With so much going on and graduation last week, I wrote about graduation and I know that Memorial Day was Monday and this will be after the fact. Still, I wanted to add my two cents for what it’s worth on the subject.
Everyone gets excited about the day because they get a day off from work. That’s great, but someone had to die for us to be able to celebrate this day. So we should think of it as more than a day off work or more than a day to grill out or have a get-together. Countless families wish they could do that with their military loved one who gave all.
I’m not saying don’t enjoy time with your family or the day, but I am asking that you consider the reason for the holiday and at least observe a moment of silence and remembrance. Or attend a Memorial Day ceremony, you can find one close by I’m sure. Byron usually has one each year so plan on it next year.
You need to explain to your children what Memorial Day is all about. And, please, don’t get Veterans Day mixed up with Memorial Day and vice versa.
Memorial Day was known during the post bellum period as “Decoration Day” until Congress passed the National Holiday Act of 1971. It is a day our country explicitly honors American soldiers who lost their lives in the service of their country.
If you want to take a quick look at just how many lives have been lost, Google it. It should give patriotic citizens pause. It’s quite eye opening to realize how much these American soldiers have endured and sacrificed.
The Civil War had the most casualties with an average of 420 deaths per day and a grand total of 750,000! There were over 450,000 in World War II. The dead and wounded, in all wars ,total 2.8 million plus. And there are 40,000 plus missing, who were never found from all the wars.
Those numbers make my head spin and my heart want to cry. Only Christ sacrificed more for us.
Hopefully, you took a moment Monday to reflect on those brave men and women who serve diligently, watching over our shores and defending our freedom.
I love reading Civil War stories, though some are very heartbreaking. Like the brave men at Valley Forge – shoeless and starving – who refused to abandon their posts.

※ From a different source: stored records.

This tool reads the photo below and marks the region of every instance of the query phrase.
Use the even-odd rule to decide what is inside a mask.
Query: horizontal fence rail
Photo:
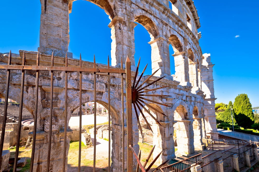
[[[218,131],[219,132],[220,134],[226,136],[233,137],[237,139],[244,139],[248,140],[250,140],[253,142],[258,142],[259,140],[259,137],[255,136],[255,135],[249,134],[243,134],[237,133],[237,132],[224,132],[224,131],[225,130],[218,130]]]
[[[94,172],[96,171],[96,165],[97,163],[96,159],[96,145],[97,145],[97,130],[96,129],[96,102],[97,102],[97,92],[98,91],[97,90],[96,88],[96,78],[97,75],[99,73],[106,73],[104,74],[104,75],[106,75],[107,76],[107,89],[108,90],[107,93],[108,100],[108,111],[109,115],[109,147],[107,146],[107,150],[108,153],[108,160],[107,161],[108,162],[108,171],[109,172],[111,171],[111,158],[112,156],[111,156],[111,109],[110,107],[110,84],[111,83],[110,77],[113,77],[113,76],[110,76],[111,74],[120,74],[121,76],[119,76],[120,80],[121,80],[121,83],[120,85],[120,86],[121,87],[121,88],[120,89],[120,90],[121,91],[121,104],[122,107],[121,115],[121,122],[122,123],[122,126],[121,126],[121,132],[122,134],[121,136],[118,136],[117,137],[121,137],[120,139],[118,139],[119,140],[121,139],[122,140],[122,143],[120,143],[123,146],[121,146],[121,151],[122,152],[122,157],[120,158],[120,160],[119,161],[120,161],[120,163],[122,164],[121,167],[121,171],[124,171],[126,167],[127,168],[127,171],[130,172],[133,172],[133,165],[132,162],[133,162],[133,157],[132,156],[132,153],[131,152],[131,150],[130,150],[130,148],[129,147],[129,145],[133,145],[133,139],[132,139],[132,119],[131,114],[131,108],[132,108],[132,101],[131,101],[131,87],[132,86],[132,80],[131,80],[131,70],[130,67],[131,65],[131,62],[129,58],[128,57],[127,58],[126,60],[126,69],[124,69],[123,68],[123,60],[122,57],[121,60],[121,67],[120,68],[110,68],[109,64],[109,57],[108,57],[108,67],[107,68],[98,68],[96,67],[95,63],[95,58],[94,57],[94,63],[93,67],[91,68],[85,68],[83,67],[82,66],[82,61],[81,59],[81,56],[80,55],[80,59],[79,61],[79,67],[68,67],[68,64],[69,64],[69,62],[68,61],[69,60],[67,58],[67,56],[66,55],[65,63],[64,65],[64,66],[55,66],[54,64],[54,57],[53,55],[53,53],[52,53],[51,57],[51,66],[41,66],[39,65],[39,53],[38,53],[37,55],[36,59],[36,65],[35,66],[28,66],[26,65],[25,64],[26,60],[25,60],[25,53],[24,53],[24,56],[23,58],[23,62],[22,65],[13,65],[11,64],[11,54],[10,52],[8,57],[8,60],[7,65],[0,65],[0,70],[7,70],[6,73],[6,87],[5,89],[5,100],[8,99],[9,97],[9,89],[10,87],[10,85],[11,83],[10,82],[10,73],[11,72],[12,72],[12,70],[19,70],[21,72],[21,77],[22,79],[21,81],[21,88],[20,88],[20,101],[21,103],[19,105],[19,104],[13,104],[13,105],[9,104],[9,103],[1,103],[1,105],[4,105],[4,109],[3,110],[0,110],[0,114],[4,116],[3,118],[3,124],[2,125],[2,134],[1,135],[1,144],[0,144],[0,156],[2,155],[2,151],[3,150],[3,146],[4,144],[4,133],[6,128],[6,121],[7,118],[8,117],[10,117],[10,118],[13,119],[14,120],[16,120],[18,121],[18,123],[19,124],[19,127],[18,128],[18,134],[17,136],[17,143],[16,145],[16,150],[15,154],[15,160],[14,165],[14,168],[13,171],[15,172],[16,171],[16,168],[17,167],[17,162],[18,160],[19,159],[19,140],[20,133],[21,131],[21,121],[22,121],[25,120],[27,120],[33,119],[33,116],[31,115],[25,114],[23,115],[23,101],[24,98],[24,89],[25,86],[24,86],[24,78],[25,77],[25,71],[26,70],[34,71],[36,72],[36,79],[35,80],[35,87],[33,89],[35,89],[35,106],[34,108],[34,130],[33,132],[33,142],[32,148],[32,155],[31,156],[31,161],[30,165],[30,171],[32,172],[36,170],[34,166],[35,165],[37,165],[37,162],[35,162],[35,158],[36,157],[34,156],[35,154],[35,151],[38,151],[37,149],[35,149],[35,147],[37,146],[37,144],[39,144],[37,142],[37,139],[35,139],[37,138],[36,136],[37,134],[38,131],[36,131],[37,124],[37,119],[39,118],[38,118],[37,115],[39,115],[38,114],[38,104],[39,100],[38,100],[38,92],[39,91],[39,87],[40,86],[39,85],[39,73],[40,71],[48,71],[49,72],[49,73],[50,73],[50,75],[49,74],[49,76],[50,76],[50,81],[49,82],[48,84],[50,86],[50,91],[49,96],[49,99],[50,101],[49,101],[49,126],[52,126],[53,124],[52,122],[53,118],[54,119],[54,117],[55,116],[55,111],[54,110],[55,107],[53,105],[53,101],[54,100],[54,96],[53,94],[54,93],[53,91],[53,87],[54,85],[53,85],[53,80],[55,77],[56,76],[55,76],[56,74],[56,73],[53,72],[54,71],[57,71],[62,72],[64,73],[65,76],[65,80],[63,84],[64,85],[64,91],[65,93],[64,94],[64,136],[65,140],[67,140],[68,136],[67,135],[67,130],[68,128],[67,126],[68,120],[68,108],[67,107],[67,105],[68,104],[68,72],[74,72],[76,73],[79,75],[79,89],[78,90],[79,93],[79,95],[75,96],[78,96],[79,98],[79,102],[78,102],[79,104],[78,105],[79,106],[79,112],[78,115],[80,116],[80,120],[79,121],[79,126],[80,126],[80,132],[81,132],[82,131],[82,105],[83,104],[82,102],[82,74],[83,73],[88,73],[93,74],[93,84],[94,86],[93,88],[92,91],[94,92],[94,138],[93,140],[93,146],[94,147],[94,151],[93,153],[93,171]],[[126,77],[125,77],[126,75]],[[125,78],[126,77],[126,81],[125,81]],[[126,87],[126,94],[124,93],[125,87],[124,86],[124,82],[125,82],[126,83],[126,85],[124,85],[125,86],[125,87]],[[124,126],[124,117],[125,114],[124,114],[124,97],[126,97],[126,110],[127,113],[125,114],[126,115],[127,117],[127,120],[126,121],[127,122],[127,127],[125,129]],[[85,102],[83,102],[84,103]],[[11,115],[7,113],[8,108],[7,105],[15,105],[16,106],[19,106],[19,117],[16,116],[12,116]],[[126,116],[126,115],[125,115]],[[55,118],[56,117],[55,116]],[[53,120],[54,120],[53,119]],[[38,122],[39,121],[38,121]],[[127,138],[128,141],[127,143],[125,142],[124,140],[124,137],[125,136],[125,130],[126,129],[127,131]],[[53,151],[53,147],[52,147],[52,143],[55,142],[54,140],[53,140],[53,138],[55,138],[55,137],[53,137],[53,135],[54,134],[54,132],[52,132],[52,127],[50,127],[49,128],[49,131],[47,132],[48,137],[48,142],[46,143],[47,145],[46,147],[46,148],[45,150],[45,153],[46,155],[47,154],[47,157],[45,158],[46,162],[47,165],[45,166],[45,169],[42,169],[44,171],[50,171],[53,170],[51,169],[51,168],[53,168],[53,163],[52,161],[52,154],[51,152]],[[79,135],[79,148],[78,154],[78,165],[77,166],[78,171],[81,171],[81,135]],[[63,146],[63,148],[62,148],[60,150],[61,151],[62,151],[63,160],[62,163],[62,166],[61,165],[60,167],[61,169],[62,169],[62,171],[67,171],[67,162],[66,160],[67,160],[66,158],[67,155],[67,148],[68,146],[66,144],[69,144],[69,142],[68,142],[67,143],[66,141],[64,142],[64,146]],[[126,146],[125,144],[127,144],[127,146]],[[125,147],[127,147],[128,151],[128,153],[127,157],[125,157],[125,151],[127,150],[125,148]],[[63,149],[63,150],[62,150]],[[119,155],[118,156],[120,155]],[[118,158],[118,157],[116,157]],[[126,159],[127,161],[127,167],[125,167],[125,163],[126,164],[126,162],[125,162],[125,159]],[[38,158],[37,158],[38,159]],[[0,159],[0,165],[2,163],[2,159]]]
[[[194,171],[192,169],[197,165],[202,163],[202,154],[196,155],[172,164],[163,167],[160,169],[162,172],[181,172]]]

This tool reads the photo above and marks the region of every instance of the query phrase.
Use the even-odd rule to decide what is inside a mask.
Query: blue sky
[[[234,101],[239,94],[247,94],[252,106],[259,106],[259,72],[257,60],[259,34],[259,1],[215,1],[196,0],[201,25],[200,45],[203,53],[211,54],[214,67],[216,103]],[[41,13],[39,0],[1,1],[0,6],[0,52],[10,49],[37,50],[39,45]],[[70,43],[69,51],[78,58],[107,63],[110,56],[110,22],[104,11],[85,1],[73,3],[70,15]],[[235,37],[237,35],[239,36]],[[148,64],[145,74],[151,73],[150,38],[140,24],[135,28],[135,60],[141,57],[141,69]],[[173,53],[169,47],[170,54]],[[174,73],[171,59],[171,73]],[[142,70],[142,69],[141,69]]]

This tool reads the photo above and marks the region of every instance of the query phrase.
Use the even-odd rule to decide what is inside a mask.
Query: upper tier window
[[[188,27],[191,29],[191,30],[192,30],[192,22],[191,20],[191,18],[190,17],[189,17],[188,15],[188,14],[186,14],[186,15],[187,16],[187,26]]]

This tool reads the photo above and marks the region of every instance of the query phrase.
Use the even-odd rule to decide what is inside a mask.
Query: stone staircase
[[[0,115],[3,115],[4,112],[3,105],[0,105]],[[18,122],[19,119],[20,107],[17,106],[8,105],[7,106],[7,115],[9,119],[11,119],[14,122]],[[31,113],[26,108],[23,108],[22,120],[33,119]]]

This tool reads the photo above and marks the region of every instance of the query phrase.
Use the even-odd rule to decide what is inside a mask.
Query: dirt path
[[[93,142],[93,135],[91,135],[92,141]],[[78,142],[77,145],[78,145]],[[68,171],[69,172],[78,171],[78,148],[74,147],[70,144],[68,153]],[[101,172],[108,171],[108,148],[109,142],[102,139],[96,138],[96,171]],[[93,147],[87,148],[82,146],[81,153],[81,171],[92,171],[93,164]]]

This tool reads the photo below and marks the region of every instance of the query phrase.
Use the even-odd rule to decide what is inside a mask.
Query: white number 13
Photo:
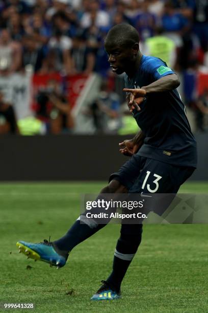
[[[146,177],[142,184],[142,189],[144,189],[144,187],[145,186],[146,183],[147,182],[148,177],[149,177],[150,173],[150,172],[149,171],[147,171],[147,174],[146,175]],[[147,190],[149,192],[152,192],[152,193],[154,192],[156,192],[156,191],[158,190],[158,188],[159,188],[159,184],[158,184],[158,182],[159,181],[160,181],[161,178],[162,178],[162,176],[160,176],[160,175],[158,175],[158,174],[153,174],[153,176],[154,176],[154,177],[156,177],[156,179],[154,180],[154,181],[152,182],[152,183],[154,183],[154,184],[156,185],[156,187],[155,189],[151,189],[150,188],[150,186],[149,184],[147,184]]]

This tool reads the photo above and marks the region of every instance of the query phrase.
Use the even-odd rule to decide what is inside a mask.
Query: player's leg
[[[103,188],[97,198],[102,197],[103,193],[123,193],[127,192],[124,186],[117,180],[111,181],[109,185]],[[68,254],[77,244],[89,238],[106,226],[98,224],[91,219],[87,219],[85,214],[77,219],[67,233],[63,237],[54,242],[44,240],[43,242],[32,243],[20,241],[17,242],[19,252],[22,252],[35,260],[41,260],[57,265],[58,268],[64,266]]]
[[[102,195],[105,193],[120,194],[127,192],[126,188],[119,182],[113,180],[101,190],[96,199],[102,198]],[[94,208],[95,210],[96,208]],[[56,248],[69,252],[79,243],[106,226],[106,224],[98,224],[92,218],[87,218],[86,217],[86,213],[85,212],[80,216],[65,236],[54,242]],[[80,220],[82,223],[81,223]]]
[[[129,194],[141,194],[143,191],[144,193],[175,194],[180,186],[194,171],[193,168],[175,167],[143,158],[140,164],[143,165],[143,168],[130,188]],[[141,243],[142,232],[141,224],[121,226],[121,236],[114,253],[113,271],[106,281],[102,281],[102,286],[92,300],[110,300],[120,297],[122,281]]]

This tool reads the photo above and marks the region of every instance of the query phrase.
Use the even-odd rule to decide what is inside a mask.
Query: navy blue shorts
[[[129,193],[177,193],[195,169],[134,154],[111,175],[109,181],[119,181]]]

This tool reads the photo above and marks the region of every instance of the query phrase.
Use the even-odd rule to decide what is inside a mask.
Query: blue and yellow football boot
[[[95,301],[116,300],[121,298],[121,292],[112,289],[105,280],[101,280],[102,286],[91,298]]]
[[[16,245],[19,248],[19,252],[27,255],[28,259],[31,258],[35,261],[40,260],[46,262],[51,266],[57,266],[57,270],[65,265],[68,256],[68,253],[60,251],[52,242],[46,239],[39,243],[17,241]]]

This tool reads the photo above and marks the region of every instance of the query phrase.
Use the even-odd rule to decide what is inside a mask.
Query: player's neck
[[[137,58],[135,61],[131,64],[128,69],[126,71],[125,73],[129,78],[132,78],[135,76],[139,69],[141,63],[141,59],[142,57],[142,54],[139,52],[137,56]]]

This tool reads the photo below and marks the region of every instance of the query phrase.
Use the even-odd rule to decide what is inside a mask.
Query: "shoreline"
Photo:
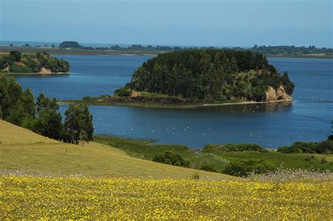
[[[241,101],[236,103],[204,103],[202,106],[228,106],[228,105],[240,105],[240,104],[258,104],[258,103],[292,103],[293,99],[280,99],[270,101]]]
[[[42,73],[42,72],[30,72],[30,73],[15,73],[15,72],[0,72],[0,75],[70,75],[70,72],[54,72],[54,73]]]
[[[228,102],[221,103],[164,103],[157,102],[119,102],[107,101],[84,101],[84,100],[67,100],[58,101],[58,104],[70,103],[86,103],[88,106],[130,106],[141,108],[175,108],[175,109],[190,109],[200,107],[218,106],[233,106],[233,105],[249,105],[249,104],[270,104],[270,103],[292,103],[291,99],[280,99],[270,101],[240,101]]]
[[[63,49],[59,48],[36,48],[6,45],[0,45],[0,54],[7,53],[11,51],[18,51],[22,53],[36,53],[38,51],[43,51],[50,54],[61,55],[89,55],[89,56],[157,56],[159,53],[168,53],[169,51],[113,51],[113,50],[82,50],[82,49]],[[333,56],[326,55],[266,55],[268,58],[333,58]]]

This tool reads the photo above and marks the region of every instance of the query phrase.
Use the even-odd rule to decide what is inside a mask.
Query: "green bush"
[[[115,91],[115,95],[118,96],[130,96],[131,94],[132,91],[125,87]]]
[[[327,140],[321,142],[295,142],[291,146],[280,146],[278,151],[284,153],[333,153],[333,141]]]
[[[32,70],[25,66],[18,65],[15,63],[13,63],[9,68],[9,71],[13,73],[30,73]]]
[[[264,160],[249,160],[232,162],[228,164],[223,173],[237,177],[247,177],[250,173],[263,174],[276,170],[276,167]]]
[[[155,155],[152,158],[152,161],[181,167],[188,167],[190,165],[190,163],[184,160],[179,153],[170,151]]]
[[[227,144],[225,145],[207,144],[202,149],[202,152],[214,153],[214,152],[230,152],[230,151],[255,151],[260,152],[266,152],[266,149],[258,144]]]
[[[199,180],[200,179],[200,175],[198,173],[194,173],[191,176],[191,179]]]
[[[205,170],[205,171],[210,171],[210,172],[217,172],[217,170],[216,170],[216,168],[215,168],[214,164],[208,163],[204,163],[201,165],[201,167],[199,170]]]

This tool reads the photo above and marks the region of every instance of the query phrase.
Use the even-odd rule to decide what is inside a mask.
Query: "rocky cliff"
[[[286,101],[292,101],[292,97],[286,93],[283,85],[280,85],[276,90],[269,86],[266,94],[266,101],[275,101],[278,100],[285,100]]]

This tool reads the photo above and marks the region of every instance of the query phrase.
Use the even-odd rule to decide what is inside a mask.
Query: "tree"
[[[8,95],[7,91],[7,77],[3,75],[0,77],[0,119],[8,115]]]
[[[23,108],[29,117],[34,118],[36,113],[36,103],[34,103],[34,95],[31,90],[27,88],[23,93]]]
[[[9,54],[14,57],[15,61],[19,62],[21,61],[21,53],[18,51],[9,51]]]
[[[63,125],[61,114],[58,112],[57,100],[50,100],[41,94],[37,99],[37,116],[33,130],[43,136],[52,139],[63,137]],[[38,102],[39,101],[39,102]]]
[[[93,139],[93,116],[86,104],[70,104],[65,115],[65,131],[71,143],[77,144],[81,141],[83,145]]]
[[[23,120],[27,118],[25,108],[21,101],[18,101],[8,111],[6,120],[16,125],[21,125]]]
[[[14,106],[18,101],[20,100],[23,94],[21,86],[15,81],[13,75],[8,82],[8,103],[11,106]]]

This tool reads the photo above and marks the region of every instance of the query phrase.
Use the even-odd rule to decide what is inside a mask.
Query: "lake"
[[[18,75],[23,88],[37,96],[57,99],[112,94],[131,80],[150,57],[56,55],[68,61],[67,75]],[[207,144],[254,143],[266,148],[296,141],[321,141],[333,120],[333,59],[268,58],[295,84],[292,105],[261,104],[190,110],[126,106],[90,106],[95,134],[149,139],[160,144],[202,148]],[[63,113],[67,106],[60,106]]]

And while these patriots gave all, it is those left behind who feel the pain of the loss every day and suffer every day of the year without their loved one. It is a pain some will never know or can even imagine. Unless you’ve walked in those shoes, it is hard to wrap your head around. But they have and they deal with it daily for the rest of their lives.
I hear and read posts on FB where some military wives complain about their husbands being gone so much. It’s their job; one they chose and they serve with honor so you should too. Not all complain and some are tributes to their spouses serving because they understand it.
We should be taking better care of these families as well as our veterans. But we don’t. Instead we have too many people on welfare who abuse the system or are looking for a handout without working while our veterans or those families who lost patriots in the service of their country, are forgotten and thrown by the wayside. We should be ashamed of ourselves.
Battles have always been fought and will continue to be fought to preserve the cause of freedom. Freedom is not free, it comes with a price and some pay that price with their lives.
We will continue to see direct threats against our way of life and our freedom. And heroes will continue to fall on the battlefield or as a casualty of war. Some we hear about, others we never even know about.
On Memorial Day, we should reflect not just on our fallen heroes, nor just the price paid by family and friends. We should especially reflect on our freedom those sacrifices have given us in the past and the costs to be paid by current generations if we want to continue to be free.
Freedom makes our country great and causes other counties to hate us for it. Yet, it is the willingness of each generation to fight and ultimately die for freedom that allows our country and its freedom to endure. Let us pray that we continue to raise those heroes up who are willing to fight for their country and for our freedoms, knowing that it could cost them their lives.
Even Abraham Lincoln knew we had an obligation and responsibility for our military families. In his second inaugural address, he stated: “With malice toward none; with charity for all; with firmness in the right, as God gives us to see the right, let us strive on to finish the work we are in; to bind up the nation’s wounds; to care for him who shall have borne the battle, and for his widow, and his orphan–to do all which may achieve and cherish a just and lasting peace, among ourselves, and with all nations.”
Long live liberty and may we continue to appreciate those who pay the ultimate price. Blessings to you.